What Would It Take to Reach the Nearest Exoplanet?



Flickr Bill Lile (CC)

Anybody who longs to see an alien world up close got an exciting gift last year. In August, researchers reported the discovery of a potentially habitable, Earth-sized planet orbiting the Sun’s closest stellar neighbour — Proxima Centauri, a mere 1.3 parsecs, or 4.22 light years, away.

It’s a tempting — some might say irresistible — destination. Sending a spacecraft to the planet, dubbed Proxima b, would give humans their first view of a world outside the Solar System. “Clearly it would be a huge step forward for humanity if we could reach out to the nearest star system,” says Bruce Betts, director of science and technology for the Planetary Society in Pasadena, California. The data beamed back could reveal whether the alien world offers the right conditions for life — and maybe even whether anything inhabits it.

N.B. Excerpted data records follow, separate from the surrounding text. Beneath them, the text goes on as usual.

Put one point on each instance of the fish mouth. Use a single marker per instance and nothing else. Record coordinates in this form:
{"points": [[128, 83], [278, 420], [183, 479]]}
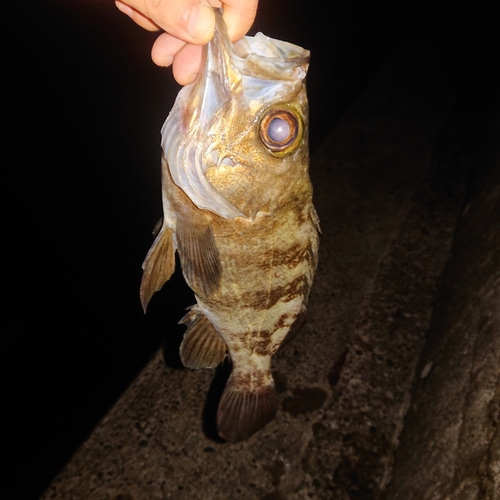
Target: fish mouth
{"points": [[254, 69]]}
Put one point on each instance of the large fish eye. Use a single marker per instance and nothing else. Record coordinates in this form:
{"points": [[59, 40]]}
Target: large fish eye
{"points": [[281, 130]]}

The idea of reaching Proxima b is not just science fiction. In fact, a few months before the discovery of the exoplanet, a group of business leaders and scientists took the first steps towards visiting the Alpha Centauri star system, thought to be home to Proxima. They announced Breakthrough Starshot, an effort backed by US$100 million from Russian investor Yuri Milner to vastly accelerate research and development of a space probe that could make the trip. When Proxima b was found (G. Anglada-Escudé et al. Nature 536, 437440; 2016), the project gained an even more tantalizing target.